Accepted statistical practice must be adapted to support claims of equivalence in HRQL outcomes. A demonstration of‘equivalence" requires the specification of a range of scores that are deemed‘not meaningfully different," sufficient power in the analysis, and a sensitive instrument. A more difficult issue is the degree to which equivalence must be demonstrated in multiple domains to substantiate an equivalence claim.

• Responder 1
  There are really two different questions here: (1) no difference on a single (specified) domain and (2) no difference on any domain. The first can probably be addressed using current FDA guidelines for demonstrating equivalence. There may be a problem with choice of instrument as some questionnaires are likely to be more sensitive than others. Defending that one has chosen the most sensitive instrument may be difficult. Perhaps the strongest claim that could be made is that therapy A is equivalent to therapy B in terms of domain X (ie, social functioning) as measured by instrument C. In addition, it may be desirable to require equivalence in QoL in conjunction with equivalence on a clinical measure.
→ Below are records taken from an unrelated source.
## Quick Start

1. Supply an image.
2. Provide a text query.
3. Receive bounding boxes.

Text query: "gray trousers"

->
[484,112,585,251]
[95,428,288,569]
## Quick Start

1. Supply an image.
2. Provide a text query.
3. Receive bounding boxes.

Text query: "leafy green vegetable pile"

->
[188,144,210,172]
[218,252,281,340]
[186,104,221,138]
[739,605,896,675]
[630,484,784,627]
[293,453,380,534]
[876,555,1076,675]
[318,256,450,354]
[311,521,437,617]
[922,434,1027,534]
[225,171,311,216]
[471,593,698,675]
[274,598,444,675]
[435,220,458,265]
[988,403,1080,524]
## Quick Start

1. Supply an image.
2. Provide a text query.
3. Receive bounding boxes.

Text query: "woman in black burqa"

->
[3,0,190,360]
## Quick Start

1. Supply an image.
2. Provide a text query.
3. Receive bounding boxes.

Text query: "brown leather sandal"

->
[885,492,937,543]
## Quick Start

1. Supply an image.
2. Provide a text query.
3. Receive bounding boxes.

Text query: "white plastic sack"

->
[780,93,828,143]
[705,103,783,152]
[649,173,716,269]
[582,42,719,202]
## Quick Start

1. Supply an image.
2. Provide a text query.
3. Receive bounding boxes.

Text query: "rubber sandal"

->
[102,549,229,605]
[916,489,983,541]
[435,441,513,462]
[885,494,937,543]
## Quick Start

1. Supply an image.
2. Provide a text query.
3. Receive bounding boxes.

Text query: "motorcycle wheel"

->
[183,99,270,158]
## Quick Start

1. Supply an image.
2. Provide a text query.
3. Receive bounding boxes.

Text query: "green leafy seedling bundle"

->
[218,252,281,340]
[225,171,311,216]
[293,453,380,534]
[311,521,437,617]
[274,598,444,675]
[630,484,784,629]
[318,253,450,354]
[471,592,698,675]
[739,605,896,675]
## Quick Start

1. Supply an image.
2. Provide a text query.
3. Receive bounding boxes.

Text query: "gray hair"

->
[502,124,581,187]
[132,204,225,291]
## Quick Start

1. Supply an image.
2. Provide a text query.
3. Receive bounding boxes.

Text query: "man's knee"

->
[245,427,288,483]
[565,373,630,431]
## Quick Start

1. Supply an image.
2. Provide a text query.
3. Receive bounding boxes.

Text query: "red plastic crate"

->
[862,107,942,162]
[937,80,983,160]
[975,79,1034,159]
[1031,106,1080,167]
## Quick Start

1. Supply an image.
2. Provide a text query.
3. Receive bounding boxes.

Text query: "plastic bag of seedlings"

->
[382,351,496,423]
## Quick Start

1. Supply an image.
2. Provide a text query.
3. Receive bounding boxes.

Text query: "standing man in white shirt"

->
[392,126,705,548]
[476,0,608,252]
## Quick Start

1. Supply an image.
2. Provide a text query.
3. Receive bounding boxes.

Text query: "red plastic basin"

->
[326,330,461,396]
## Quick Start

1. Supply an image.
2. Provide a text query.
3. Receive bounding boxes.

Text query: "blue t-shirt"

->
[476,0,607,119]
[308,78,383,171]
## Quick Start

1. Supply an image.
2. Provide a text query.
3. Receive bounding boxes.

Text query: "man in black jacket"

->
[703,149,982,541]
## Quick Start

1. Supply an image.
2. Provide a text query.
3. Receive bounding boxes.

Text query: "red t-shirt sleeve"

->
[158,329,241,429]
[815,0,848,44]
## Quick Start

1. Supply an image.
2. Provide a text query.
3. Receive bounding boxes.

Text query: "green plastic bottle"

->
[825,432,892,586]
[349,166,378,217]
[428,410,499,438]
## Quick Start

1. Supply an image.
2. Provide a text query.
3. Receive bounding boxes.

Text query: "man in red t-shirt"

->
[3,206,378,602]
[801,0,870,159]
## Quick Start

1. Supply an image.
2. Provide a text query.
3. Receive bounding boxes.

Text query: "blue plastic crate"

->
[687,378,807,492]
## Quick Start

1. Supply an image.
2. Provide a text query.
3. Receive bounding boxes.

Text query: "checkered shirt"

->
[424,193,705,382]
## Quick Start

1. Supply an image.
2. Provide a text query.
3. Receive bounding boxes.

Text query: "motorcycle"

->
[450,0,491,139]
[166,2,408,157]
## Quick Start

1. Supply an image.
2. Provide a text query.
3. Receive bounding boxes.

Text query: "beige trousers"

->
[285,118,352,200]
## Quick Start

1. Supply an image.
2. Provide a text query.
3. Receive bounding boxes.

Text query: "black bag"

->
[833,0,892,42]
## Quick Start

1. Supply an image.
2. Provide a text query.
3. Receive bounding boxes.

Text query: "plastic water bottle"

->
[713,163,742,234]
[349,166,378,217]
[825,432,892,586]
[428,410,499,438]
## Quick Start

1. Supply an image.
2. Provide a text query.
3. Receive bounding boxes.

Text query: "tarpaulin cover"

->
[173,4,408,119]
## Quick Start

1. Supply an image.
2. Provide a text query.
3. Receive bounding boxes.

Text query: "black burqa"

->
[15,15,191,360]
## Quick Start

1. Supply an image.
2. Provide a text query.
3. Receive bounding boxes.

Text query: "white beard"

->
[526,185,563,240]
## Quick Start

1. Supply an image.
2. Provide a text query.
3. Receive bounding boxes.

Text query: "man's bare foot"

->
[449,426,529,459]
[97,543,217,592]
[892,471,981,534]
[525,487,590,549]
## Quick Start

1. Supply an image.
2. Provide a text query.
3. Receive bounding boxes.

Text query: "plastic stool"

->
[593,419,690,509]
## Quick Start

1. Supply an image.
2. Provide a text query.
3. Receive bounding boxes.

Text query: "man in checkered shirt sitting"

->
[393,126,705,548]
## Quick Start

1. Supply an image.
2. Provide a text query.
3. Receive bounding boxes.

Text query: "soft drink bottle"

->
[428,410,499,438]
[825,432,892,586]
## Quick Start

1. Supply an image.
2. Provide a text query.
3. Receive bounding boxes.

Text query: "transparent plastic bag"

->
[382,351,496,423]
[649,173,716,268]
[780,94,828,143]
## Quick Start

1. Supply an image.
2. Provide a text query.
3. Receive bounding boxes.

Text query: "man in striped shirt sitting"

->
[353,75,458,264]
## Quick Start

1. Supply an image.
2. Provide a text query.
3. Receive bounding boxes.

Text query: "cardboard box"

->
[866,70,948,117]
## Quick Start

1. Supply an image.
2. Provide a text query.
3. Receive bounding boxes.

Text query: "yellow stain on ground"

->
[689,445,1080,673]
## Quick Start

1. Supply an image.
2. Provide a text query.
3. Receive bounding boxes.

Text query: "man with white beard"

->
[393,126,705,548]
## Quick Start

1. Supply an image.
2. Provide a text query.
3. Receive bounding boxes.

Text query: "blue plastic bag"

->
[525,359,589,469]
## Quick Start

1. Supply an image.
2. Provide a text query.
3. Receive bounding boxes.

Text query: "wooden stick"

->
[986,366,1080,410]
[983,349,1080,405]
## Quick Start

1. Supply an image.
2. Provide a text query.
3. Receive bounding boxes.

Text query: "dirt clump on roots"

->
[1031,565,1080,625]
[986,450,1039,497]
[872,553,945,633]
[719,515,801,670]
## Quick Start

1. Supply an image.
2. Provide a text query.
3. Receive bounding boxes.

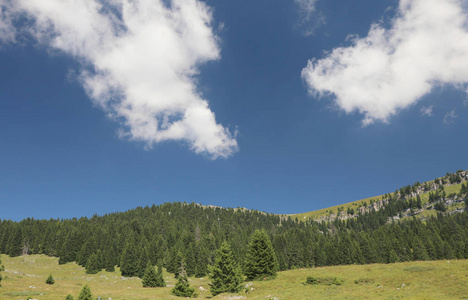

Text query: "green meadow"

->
[0,255,468,300]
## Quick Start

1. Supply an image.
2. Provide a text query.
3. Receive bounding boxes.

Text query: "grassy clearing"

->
[287,183,462,221]
[0,255,468,300]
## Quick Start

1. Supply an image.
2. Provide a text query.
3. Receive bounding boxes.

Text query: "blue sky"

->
[0,0,468,220]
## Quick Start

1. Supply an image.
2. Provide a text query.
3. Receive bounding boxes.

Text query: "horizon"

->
[0,0,468,221]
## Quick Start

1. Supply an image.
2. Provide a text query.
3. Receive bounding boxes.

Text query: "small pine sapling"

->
[46,274,55,284]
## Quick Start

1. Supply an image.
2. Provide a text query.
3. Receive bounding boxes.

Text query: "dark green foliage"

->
[7,226,24,257]
[86,253,102,274]
[104,246,117,272]
[245,230,279,280]
[142,260,158,287]
[120,237,140,277]
[388,249,400,264]
[46,274,55,284]
[78,285,93,300]
[209,242,244,296]
[156,264,166,287]
[171,276,196,297]
[306,276,319,285]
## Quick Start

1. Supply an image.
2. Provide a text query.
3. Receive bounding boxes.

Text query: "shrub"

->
[306,276,319,284]
[46,274,55,284]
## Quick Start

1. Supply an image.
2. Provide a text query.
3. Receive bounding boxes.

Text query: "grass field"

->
[0,255,468,300]
[286,183,462,221]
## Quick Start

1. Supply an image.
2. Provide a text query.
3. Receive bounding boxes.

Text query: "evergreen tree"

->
[86,253,102,274]
[156,263,166,287]
[120,237,139,277]
[171,275,196,297]
[245,230,279,280]
[78,285,93,300]
[388,249,400,264]
[138,248,149,278]
[46,274,55,284]
[105,246,117,272]
[7,225,24,257]
[142,260,158,287]
[209,242,244,296]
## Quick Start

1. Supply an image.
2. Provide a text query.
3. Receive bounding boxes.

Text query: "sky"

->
[0,0,468,220]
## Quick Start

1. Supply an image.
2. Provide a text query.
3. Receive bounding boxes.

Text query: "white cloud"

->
[294,0,325,36]
[420,105,433,117]
[0,0,15,44]
[444,110,458,125]
[302,0,468,125]
[0,0,238,158]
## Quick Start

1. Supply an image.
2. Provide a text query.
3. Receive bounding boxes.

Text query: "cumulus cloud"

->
[294,0,325,36]
[444,110,458,126]
[0,0,237,158]
[0,0,15,44]
[302,0,468,125]
[420,105,433,117]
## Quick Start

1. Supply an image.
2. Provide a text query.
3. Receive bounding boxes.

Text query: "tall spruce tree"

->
[120,237,140,277]
[156,263,166,287]
[105,246,117,272]
[86,253,102,274]
[245,230,279,280]
[208,241,244,296]
[142,260,158,287]
[7,225,24,257]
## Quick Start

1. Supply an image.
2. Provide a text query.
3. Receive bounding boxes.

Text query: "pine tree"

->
[171,275,196,297]
[245,230,279,280]
[86,253,102,274]
[156,263,166,287]
[105,246,117,272]
[120,238,139,277]
[78,285,93,300]
[142,260,158,287]
[46,274,55,284]
[388,249,400,264]
[209,242,244,296]
[7,225,24,257]
[138,248,149,278]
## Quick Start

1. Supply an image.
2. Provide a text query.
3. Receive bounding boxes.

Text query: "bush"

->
[78,285,93,300]
[46,274,55,284]
[306,276,319,284]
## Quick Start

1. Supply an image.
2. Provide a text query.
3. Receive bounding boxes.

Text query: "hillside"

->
[0,171,468,296]
[285,170,468,222]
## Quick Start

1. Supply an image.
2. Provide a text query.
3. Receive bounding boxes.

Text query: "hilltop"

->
[0,171,468,293]
[290,170,468,222]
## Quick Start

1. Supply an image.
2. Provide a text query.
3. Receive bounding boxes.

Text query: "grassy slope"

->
[287,183,462,220]
[0,255,468,300]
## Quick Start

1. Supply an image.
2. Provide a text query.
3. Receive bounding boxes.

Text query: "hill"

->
[285,170,468,222]
[0,171,468,298]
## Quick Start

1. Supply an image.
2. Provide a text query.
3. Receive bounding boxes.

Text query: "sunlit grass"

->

  The second question is much more complex than the first which wasn't so easy. As QoL is multidimensional, including many domains would make it very difficult to not show a statistically significant difference in at least one domain by chance alone. Even if all domains tested do not show any statistically (or clinically) significant differences, it could always be argued that there was a domain not tested in which the two therapies would show a difference. Again different questionnaires may have different sensitivities and it could also be argued that if a different questionnaire were chosen, the two therapies would not have been seen to be equivalent. Probably there is no way to say that therapy A and therapy B are equivalent in their effects on QoL. Statements would probably have to be limited to equivalency in specific domains as measured by specific instruments.Perhaps the FDA may wish to avoid statements of equivalency on QoL and assume all therapies in a class are equivalent unless demonstrated otherwise.

• Responder 2
  In a situation where a controlled randomized trial has been conducted in which the HRQoL endpoints are specified, the HRQoL instrument/battery has been shown to be sensitive/responsive to change in those endpoints, and the trial was adequately powered for detecting change in those endpoints.

• Responder 3
  This is also a key point and warrants discussion in a guidance. This could be a function of the study hypothesis and the answer (can you reject the null?) it is obviously also a statistical power issue that goes beyond HRQOL measures.

• Responder 4
  As a minimum
  1. both studies must incorporate identical HrQoL measures
  2. performance parameters (response / completion / missing data rates etc) should be comparable
  3. study populations ought not to differ at baseline in terms of their HrQoL

• Responder 6
  Again, if it is adequately powered to do so and the hypothesis is clearly stated.